Global economic growth projected to decline to 3.2% in 2022 — World Bank
The World Bank has said that global economic growth is expected to decline by 3.2 percent this year, compared to 6.1 percent in 2021.
The bank made this statement in its July “World Economic Outlook” report where it said, “The baseline forecast is for growth to slow from 6.1 percent last year to 3.2 percent in 2022, 0.4 percentage points lower than in the April 2022 World Economic Outlook.”
The bank linked the fall in growth to rising food and energy prices caused by Russia’s invasion of Ukraine. An event that has led to spikes in inflation in many nations. The US and UK inflation figures rose to their highest in more than ten years. The US Bureau of Labor Statistics said that inflation is at a forty-year high of 9.1 percent, while in the UK, inflation is at 9.4 percent.
Emerging markets, on the other hand, have experienced an even worse situation, resulting in civil unrest in Sierra Leone, Ghana, Tunisia, and a few others.
With food and energy prices getting out of the reach of the majority of the population–Nigeria, Ghana, Angola, Egypt, Lebanon, and Argentina posted inflation figures of 19.74 percent, 31.7 percent, 21.4 percent, 19.8 percent, 210.08 percent, and 71 percent, respectively.
“Lower growth earlier this year, reduced household purchasing power, and tighter monetary policy drove a downward revision of 1.4 percentage points in the United States,” the bank statement read.
Apparently, it signifies the twin impact of a tighter monetary policy occasioned by higher interest projections in the US.
Perhaps fears about a further decline were worsened following the re-emerged COVID-19 scare and the real estate crisis in China. A recent Fitch investigation stated that “a recent mortgage strike could diminish confidence in the property market, delaying a recovery and causing ripple effects throughout the domestic economy”.
The fact remains that the property market crisis alone could cause China’s banks a loss of over US$350 billion, according to Bloomberg.

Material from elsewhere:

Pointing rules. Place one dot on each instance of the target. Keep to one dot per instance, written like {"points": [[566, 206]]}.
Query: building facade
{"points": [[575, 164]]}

Despite negative news coming from the already stressed property market, a return to factories in Beijing, Wuhan, and Shanghai shows that production is gradually getting back to the pre-COVID-19 lockdown period.
Another event, the bank pointed out, is the stress the rising cost of debt servicing could have on emerging markets. With Sri Lanka, Tunisia, Egypt, and a few others seeking bailouts from the International Monetary Fund (IMF), global growth projections would be negatively impacted by some of these countries’ inability to service their debt.

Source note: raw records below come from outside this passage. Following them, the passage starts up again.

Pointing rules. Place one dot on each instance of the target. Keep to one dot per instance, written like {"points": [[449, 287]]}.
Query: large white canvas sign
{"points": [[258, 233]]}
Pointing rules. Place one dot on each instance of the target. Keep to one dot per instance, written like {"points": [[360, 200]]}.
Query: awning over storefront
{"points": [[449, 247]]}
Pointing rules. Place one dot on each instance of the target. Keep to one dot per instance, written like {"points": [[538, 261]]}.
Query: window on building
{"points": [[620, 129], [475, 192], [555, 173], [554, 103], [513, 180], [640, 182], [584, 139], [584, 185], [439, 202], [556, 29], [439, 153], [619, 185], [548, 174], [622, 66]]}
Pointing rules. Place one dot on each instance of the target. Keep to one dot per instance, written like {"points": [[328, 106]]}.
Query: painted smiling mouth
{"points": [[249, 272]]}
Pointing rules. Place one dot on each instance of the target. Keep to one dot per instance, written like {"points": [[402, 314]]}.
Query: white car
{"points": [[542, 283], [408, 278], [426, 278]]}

Events in Europe are also critical as the war in Ukraine rages on. “The war in Ukraine could lead to a sudden stop of European gas imports from Russia; inflation could be harder to bring down than anticipated either if labour markets are tighter than expected or inflation expectations are unanchored,” the bank said.
The bank made some recommendations. First on the list was that countries should direct all their energies toward controlling inflation through interest rate increases. “Taming inflation should be the first priority for policymakers,” the bank said.
It acknowledged that raising interest rates would create some inconvenience, but its gains would help to stabilize the global economy and return it to growth.
“Tighter monetary policy will inevitably have real economic costs, but delay will only exacerbate them,” it said.
In addition to the need to raise interest rates as a weapon to fight inflation, the bank advised that raising taxes or lowering government spending should be directed towards helping the most vulnerable in society get on their feet, shielding them from the terrible effect of the rise in food and energy prices.
“Tighter monetary conditions will also affect financial stability, requiring judicious use of macroprudential tools and making reforms to debt resolution frameworks all the more necessary,” the bank said pleading with governments around the world to exercise caution in the use of interest rates to arrest growing inflation.
“Policies to address specific impacts on energy and food prices should focus on those most affected without distorting prices,” it added.
The bank also advised that the world should not overlook the existence of the COVID-19 virus and other infectious diseases such as monkeypox. It advised that vaccination rates must be stepped up in order to avoid another pandemic. It advised further that nations to increase their investment in green energy as the emission of poisonous gases into the atmosphere continues to endanger the lives of people and increase the number of environmental disasters worldwide.
This advice is also considered following the recent forest fire outbreak in France, drought in England, and heat waves in Europe and North America.